November 18, 2003 0

By in Uncategorized

the internet is boring me to tears. probably a good thing, it should get me motivated to do other things, but i doubt i will due to the weather. i hate cold so much. i wish we could hibernate. how great would it be to just sleep through the freezing cold shitty gray days of winter & wake up to a warm flowery spring. yeah, dream on. but in any case, while i may show complete lack of interest in “the scene” online, i have amazingly submitted 2 resum├ęs in the past week. that might not sound impressive, but it is a huge accomplishment for me. i’ve also added to my little job file. so i have gathered like 10 or so more jobs that i hope i have the motivation to apply to soon. i’m so proud of how i finally wrote my cover letter template. now i can just change the name of the organizations & jobs i apply to, so i can pump those puppies out. anyone wanna find me some job links in chicago? for reasons unbeknownst to me, i have decided that i want to live in chicago. i’ve never been there & i don’t know all that much about the place, but i’ve got it in my head that i want to go there. so i need a job, see. i’ll take anything that’s not too shitty. i wish i could say that i’m only looking for “cool” nonprofit jobs, but i’ve actually got my head on straight for once & i know the best i can do is to find something that wont make me want to take scissors to my eyes after 3 weeks. wish me luck & like, help find shit for me if you happen to be in the chicago area.

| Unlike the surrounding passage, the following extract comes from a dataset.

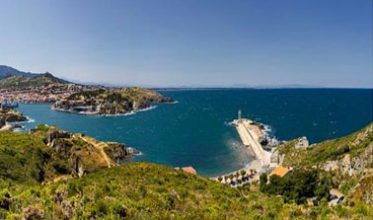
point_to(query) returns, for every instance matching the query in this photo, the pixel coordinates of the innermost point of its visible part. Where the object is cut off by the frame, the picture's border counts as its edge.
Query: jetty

hmm, i actually had the idea that i could make a little section documenting the jobs i apply for & the status/rejection letters i get. … maybe if i gave a shit about the site & more than 100 people actually read, then i would. i should just give up on my job search & the idea of reading my teeny bopper christopher pike book for the night & just go site crazy. perhaps, perhaps. we’ll see if anything changes here in the next few days.